Erziehungsgeld

Erziehungsgeld

Erziehungsgeld war für Geburten zwischen 1. Januar 1986 und 31. Dezember 2006 eine Ausgleichsleistung des deutschen Staates für einen Elternteil, der das Kind vorwiegend erzog.

Inhaltsverzeichnis

Anspruchsvoraussetzung

Der Elternteil, der Erziehungsgeld haben wollte, durfte nur einer Teilzeitarbeit von maximal 30 Stunden pro Woche nachgehen. Schüler und Studenten als Eltern durften jedoch ihrer Berufsausbildung in vollem Umfang nachgehen. Es durften bestimmte Einkommensgrenzen nicht überschritten werden.

Die Einzelheiten des Erziehungsgelds waren im Bundeserziehungsgeldgesetz geregelt, ebenso die des Erziehungsurlaubs.

Höhe und Bezugsdauer

Bei Einführung 1986 wurde die Höhe und Bezugsdauer des Erziehungsgelds auf 600 DM für zehn Monate festgesetzt. 1988 wurde die Bezugsdauer auf zwölf Monate verlängert.[1] Die Dauer des Erziehungsgeldbezugs wurde schrittweise bis auf zwei Jahre erhöht.[2] Seit 1998 konnte man sich entscheiden, ob man für maximal 24 Monate den Regelbetrag beziehen wollte, oder aber das sogenannte budgetierte Erziehungsgeld für maximal zwölf Monate in größerer Höhe.[2] 2003 betrug der Regelbetrag 307 Euro, das budgetierte Erziehungsgeld 460 Euro; zum 1. Januar 2004 wurden die Beträge auf 300 und 450 Euro gesenkt.[3]

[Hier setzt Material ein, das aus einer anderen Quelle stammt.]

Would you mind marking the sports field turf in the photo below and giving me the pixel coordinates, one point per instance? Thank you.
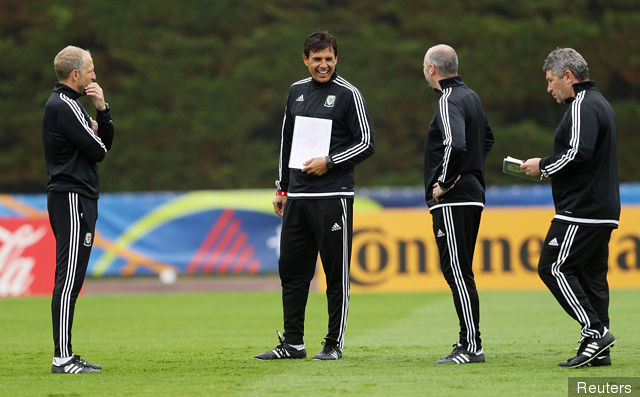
(203, 344)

Mit Zustimmung des Arbeitgebers war es möglich, die Elternzeit in zwei Abschnitte aufzuteilen und ein Jahr zwischen dem dritten und achten Lebensjahr des Kindes zu nehmen.

Landeserziehungsgeld

Einige Bundesländer (Bayern, Baden-Württemberg, Sachsen und Thüringen) zahlten im 3. Lebensjahr freiwillig noch zusätzlich ein reduziertes Landeserziehungsgeld. Rechtsgrundlage waren entsprechende Landesgesetze. In Mecklenburg-Vorpommern gab es für Kinder, die bis zum 1. Mai 2002 geboren wurden, Landeserziehungsgeld. Nach Einführung des Elterngeldes ist teilweise ein Landeselterngeld an die Stelle des früheren Landeserziehungsgeldes getreten.

Existenzsicherung

Für Alleinerziehende mit Kleinkindern unter 3 Jahren stellte das Erziehungsgeld eine existenzsichernde finanzielle Situation knapp oberhalb der Armutsgrenze her, da das Erziehungsgeld, anders als alle übrigen Einkommensarten, nicht auf die Sozialhilfe angerechnet wurde.[4] Beim Übergang zum späteren Elterngeld blieb diese Situation insoweit bestehen, als dass der Sockelbetrag von 300 Euro nicht auf das Arbeitslosengeld II angerechnet wurde, wobei jedoch die Höhe und Dauer der Förderung verringert wurde. Das 2010 vorgetragene Sparpaket sieht vor, den Bezug von Elterngeld auf das Arbeitslosengeld II gegenzurechnen.

Kritik

Kritisiert wurde, dass das Erziehungsgeld Hausfrauen deutlich besser stelle als zuvor, berufstätige Mütter benachteilige und alleinstehende Mütter diskriminiere.[5] Laut dem Soziologen Christoph Butterwegge sollten Mütter durch das Erziehungsgeld motiviert werden, sich für mehrere Jahre auf die Familienarbeit zu konzentrieren und sich hierfür aus der Erwerbsarbeit zurückzuziehen.[6] Die Regelungen wurden im Magazin Emma als „Mütterfalle“ bezeichnet, denn Mütter, die diese Spielräume ausschöpften, seien „als Konkurrenz um Stellen mit Aufstiegschancen praktisch ausgeschaltet“; als Alternative wurde vorgeschlagen die starre Dreijahresregelung beim Erziehungsurlaub in ein über mehrere Jahre aufteilbares Zeitkonto so umzuwandeln, dass beispielsweise beide Eltern sechs Jahre lang halbtags arbeiten könnten.[7]

Geschichte

Das Bundeserziehungsgeld wurde für Kinder, die seit dem 1. Januar 2007 geboren sind, durch das Elterngeld ersetzt. Insofern war die Bezugszeit des Erziehungsgeldes spätestens Anfang 2009 beendet.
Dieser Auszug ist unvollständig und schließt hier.